By: Brent E. Johnson                                          

In the case of Campbell-Ewald Co. v. Gomez (No. 14-857), the Supreme Court issued a writ of certiorari to  the Ninth Circuit to resolve a circuit split on the issue of whether a Rule 68 offer of judgment for complete relief to a putative class representative moots his claim thereby preventing him from serving as a class representative under Rule 23See previous post.  The underlying case concerns unsolicited text messages from an advertising company prohibited by the Telephone Consumer Protection Act (TCPA) 47 U.S.C. § 227.  The defendant company offered Mr.
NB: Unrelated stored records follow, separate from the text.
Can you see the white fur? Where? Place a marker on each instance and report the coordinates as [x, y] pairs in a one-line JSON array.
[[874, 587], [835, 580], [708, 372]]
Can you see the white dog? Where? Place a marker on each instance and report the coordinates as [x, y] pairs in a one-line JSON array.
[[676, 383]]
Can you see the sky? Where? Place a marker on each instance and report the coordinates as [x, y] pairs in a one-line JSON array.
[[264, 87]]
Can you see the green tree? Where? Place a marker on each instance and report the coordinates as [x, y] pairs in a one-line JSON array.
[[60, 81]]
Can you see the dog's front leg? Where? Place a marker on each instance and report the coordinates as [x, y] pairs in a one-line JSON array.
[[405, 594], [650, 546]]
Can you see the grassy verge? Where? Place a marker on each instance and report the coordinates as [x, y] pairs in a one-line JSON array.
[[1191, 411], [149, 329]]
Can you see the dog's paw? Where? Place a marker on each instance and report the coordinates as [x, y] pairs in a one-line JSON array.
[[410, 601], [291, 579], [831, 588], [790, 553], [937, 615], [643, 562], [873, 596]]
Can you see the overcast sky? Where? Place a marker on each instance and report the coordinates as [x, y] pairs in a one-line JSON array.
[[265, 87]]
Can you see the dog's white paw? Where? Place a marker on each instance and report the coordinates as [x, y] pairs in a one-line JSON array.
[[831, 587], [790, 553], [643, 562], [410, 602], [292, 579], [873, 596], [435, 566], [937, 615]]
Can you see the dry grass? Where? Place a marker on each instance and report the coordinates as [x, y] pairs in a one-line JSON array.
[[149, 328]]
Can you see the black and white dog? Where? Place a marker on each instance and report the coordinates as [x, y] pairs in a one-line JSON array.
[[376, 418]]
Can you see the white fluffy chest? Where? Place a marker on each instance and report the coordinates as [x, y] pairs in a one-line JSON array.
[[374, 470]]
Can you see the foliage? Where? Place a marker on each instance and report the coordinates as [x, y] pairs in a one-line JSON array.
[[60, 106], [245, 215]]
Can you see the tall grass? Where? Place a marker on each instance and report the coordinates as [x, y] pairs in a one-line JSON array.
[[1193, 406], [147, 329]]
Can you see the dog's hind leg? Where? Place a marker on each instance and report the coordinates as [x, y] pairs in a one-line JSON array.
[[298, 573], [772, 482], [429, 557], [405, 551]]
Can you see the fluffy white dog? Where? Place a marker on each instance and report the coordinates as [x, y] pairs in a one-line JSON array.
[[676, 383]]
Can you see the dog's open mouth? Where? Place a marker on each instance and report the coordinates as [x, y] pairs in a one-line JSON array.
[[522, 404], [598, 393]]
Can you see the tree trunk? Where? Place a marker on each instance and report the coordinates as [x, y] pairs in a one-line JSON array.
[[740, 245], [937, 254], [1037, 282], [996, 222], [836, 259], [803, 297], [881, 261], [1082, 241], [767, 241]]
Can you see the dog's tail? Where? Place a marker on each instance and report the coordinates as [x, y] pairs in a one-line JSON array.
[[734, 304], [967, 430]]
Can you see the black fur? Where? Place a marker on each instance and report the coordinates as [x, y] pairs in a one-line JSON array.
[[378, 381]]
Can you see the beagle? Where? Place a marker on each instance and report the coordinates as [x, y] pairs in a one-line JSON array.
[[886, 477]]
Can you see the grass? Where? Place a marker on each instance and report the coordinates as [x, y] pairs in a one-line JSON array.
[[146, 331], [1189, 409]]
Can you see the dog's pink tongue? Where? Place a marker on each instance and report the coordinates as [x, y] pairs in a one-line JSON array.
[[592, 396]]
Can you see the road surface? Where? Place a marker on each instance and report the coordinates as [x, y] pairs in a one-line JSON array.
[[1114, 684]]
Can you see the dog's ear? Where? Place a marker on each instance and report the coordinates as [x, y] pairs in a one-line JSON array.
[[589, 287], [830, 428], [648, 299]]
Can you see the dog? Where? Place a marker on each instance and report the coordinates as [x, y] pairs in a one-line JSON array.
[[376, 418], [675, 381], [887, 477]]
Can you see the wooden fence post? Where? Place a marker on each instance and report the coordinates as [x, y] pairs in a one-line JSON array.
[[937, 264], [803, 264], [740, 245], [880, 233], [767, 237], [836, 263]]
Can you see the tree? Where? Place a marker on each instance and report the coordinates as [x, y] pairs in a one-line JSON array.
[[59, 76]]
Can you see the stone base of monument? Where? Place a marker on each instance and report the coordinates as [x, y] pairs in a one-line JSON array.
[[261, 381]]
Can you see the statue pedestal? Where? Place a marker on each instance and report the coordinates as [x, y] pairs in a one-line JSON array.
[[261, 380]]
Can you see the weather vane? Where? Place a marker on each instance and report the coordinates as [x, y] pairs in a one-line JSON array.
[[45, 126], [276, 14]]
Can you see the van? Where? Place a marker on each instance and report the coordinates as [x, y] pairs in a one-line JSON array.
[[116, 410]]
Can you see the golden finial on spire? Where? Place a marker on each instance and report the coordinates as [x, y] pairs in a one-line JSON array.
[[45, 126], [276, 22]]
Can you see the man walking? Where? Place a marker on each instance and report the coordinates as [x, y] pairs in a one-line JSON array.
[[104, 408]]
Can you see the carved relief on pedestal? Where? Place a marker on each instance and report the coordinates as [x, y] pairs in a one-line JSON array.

Gomez the statutory TCPA remedy (trebled) and even agreed to a stipulated injunction prohibiting it from further violations the TCPA.   Gomez rejected the offer.  The defendant argued that its offer, which provided complete relief, mooted Gomez’s claim and he therefore did not have Article III standing.  The Supreme Court ruled on January 20, 2016 (in a 6-3 decision) that an unaccepted settlement offer does not moot a plaintiff’s case.  Campbell-Ewald Co. v. Gomez, 577 U. S. ____ (2016).  The conservative-leaning court in recent years has issued rulings that put restrictions on class action lawsuits but did not continue that trend in this case.  Justice Ginsburg delivered the opinion of the Court joined by Justices Kennedy, Breyer, Sotomayor, and Kagan with Justice Thomas concurring.  Chief Justice Roberts filed a dissenting opinion, in which Justices Scalia and Alito joined.  Notably, the ruling is limited in scope, with Justice Ginsburg  pointing out that the Court was not deciding how a case would be resolved if the settlement funds had been deposited into an account payable to the plaintiff and the trial court then entered judgment in that amount.  In reaching its determination that a rejected settlement offer does not moot a complaint, the majority pointed to Rule 68’s sanction – that the offeree must pay the offeror’s costs after the offer was made.  This may turn out to be a silver lining for defendants in certain types of class actions, such as consumer cases, where it is unlikely that the class representative will obtain the full amount of his claim if the case were to proceed to trial.  Costs in class action litigation are no small matter.